02.10.2017

Altersvorsorge: Nicht auf die leichte Schulter nehmen!

Wer sich nicht zeitig um seine Altersversorgung kümmert, kann böse Überraschungen im Rentenalter erleben. Doch nur 29 Prozent der Bundesbürger können ihr voraussichtliches monatliches Einkommen im Alter „ungefähr einschätzen“. Das hatte eine Umfrage im Auftrag des Gesamtverbandes der Deutschen Versicherungswirtschaft (GDV) ergeben.

Die staatliche Rente reicht in der Regel nicht aus, um im Ruhestand den gewohnten Lebensstandard beizubehalten. Private und betriebliche Altersvorsorge sind ein Muss. Doch wer sein Renteneinkommen nicht kennt, weiß nicht, welche Versorgungslücke ihn beim Eintritt ins Rentenalter erwartet, so die SIGNAL IDUNA. Das bestätigt die Umfrage: Rund 60 Prozent der Befragten wussten nicht, wie hoch die monatliche Sparsumme sein müsste, um ohne finanziellen Einbußen in Rente gehen zu können.
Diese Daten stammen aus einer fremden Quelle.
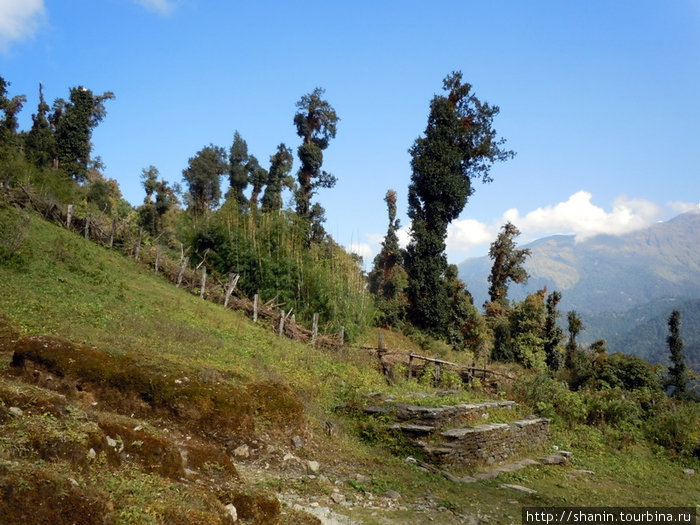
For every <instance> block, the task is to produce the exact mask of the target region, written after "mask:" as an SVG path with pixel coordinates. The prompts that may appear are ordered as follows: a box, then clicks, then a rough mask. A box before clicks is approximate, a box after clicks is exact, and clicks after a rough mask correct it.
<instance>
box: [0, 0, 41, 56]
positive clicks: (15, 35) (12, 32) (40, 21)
mask: <svg viewBox="0 0 700 525" xmlns="http://www.w3.org/2000/svg"><path fill="white" fill-rule="evenodd" d="M44 15H45V9H44V0H0V50H3V51H5V50H7V49H8V48H9V46H10V44H11V43H12V42H15V41H18V40H21V39H23V38H26V37H29V36H31V35H33V34H34V33H35V32H36V30H37V28H38V27H39V24H40V23H41V21H42V18H43V17H44Z"/></svg>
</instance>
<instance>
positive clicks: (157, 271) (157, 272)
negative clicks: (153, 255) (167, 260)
mask: <svg viewBox="0 0 700 525" xmlns="http://www.w3.org/2000/svg"><path fill="white" fill-rule="evenodd" d="M158 266H160V244H159V245H158V246H156V267H155V270H154V273H155V274H156V275H158Z"/></svg>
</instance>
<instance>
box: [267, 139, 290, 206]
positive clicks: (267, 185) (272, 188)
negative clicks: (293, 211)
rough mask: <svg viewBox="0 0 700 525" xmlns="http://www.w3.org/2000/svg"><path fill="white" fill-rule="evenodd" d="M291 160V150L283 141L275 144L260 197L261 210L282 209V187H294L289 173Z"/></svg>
mask: <svg viewBox="0 0 700 525" xmlns="http://www.w3.org/2000/svg"><path fill="white" fill-rule="evenodd" d="M293 162H294V158H293V157H292V150H291V149H289V148H288V147H287V146H285V145H284V143H281V144H280V145H279V146H277V152H276V153H275V154H274V155H272V156H271V157H270V172H269V174H268V178H267V186H266V187H265V194H264V195H263V198H262V210H263V211H276V210H281V209H282V188H283V187H287V188H289V189H293V188H294V179H293V178H292V177H291V176H290V175H289V174H290V173H291V171H292V163H293Z"/></svg>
Die Befragung zeigte auch, dass die Bürger tendenziell weniger sparen, als nach eigener Einschätzung notwendig wäre. So legen 14 Prozent der Befragten monatlich weniger als 100 Euro für die Altersvorsorge zurück, obwohl nur drei Prozent glauben, dass diese Summe ausreichend ist. Und rund 15 Prozent der Befragten gaben an, gar nicht vorzusorgen.
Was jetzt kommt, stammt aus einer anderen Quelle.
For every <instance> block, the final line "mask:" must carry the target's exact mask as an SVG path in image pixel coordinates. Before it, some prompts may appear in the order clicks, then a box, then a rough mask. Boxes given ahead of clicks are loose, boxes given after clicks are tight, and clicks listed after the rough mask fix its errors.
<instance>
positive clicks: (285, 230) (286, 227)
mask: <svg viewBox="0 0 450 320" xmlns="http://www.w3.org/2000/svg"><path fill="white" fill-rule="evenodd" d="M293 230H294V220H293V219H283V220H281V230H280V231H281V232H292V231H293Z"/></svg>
Die SIGNAL IDUNA hält eine umfassende Aufklärung und Beratung hinsichtlich einer Altersvorsorge für unbedingt notwendig, damit die Bürger wissen, wie hoch ihr Renteneinkommen und wie groß die Versorgungslücke ist. Entsprechend den unterschiedlichen Kundeninteressen bietet die SIGNAL IDUNA verschiedene Produktlösungen für die private Alterssicherung an. So ist SIGGI (SIGNAL IDUNA Global Garant Invest), ein leistungsstarkes Fondsprodukt, bei dem ein Garantieniveau zwischen Null und 100 Prozent der eingezahlten Beiträge wählbar ist. Fast 90 Prozent der Kunden entscheiden sich jedoch für eine 100-Prozent-Garantie. Das bestätigt, wie wichtig den deutschen Kunden Sicherheiten sind.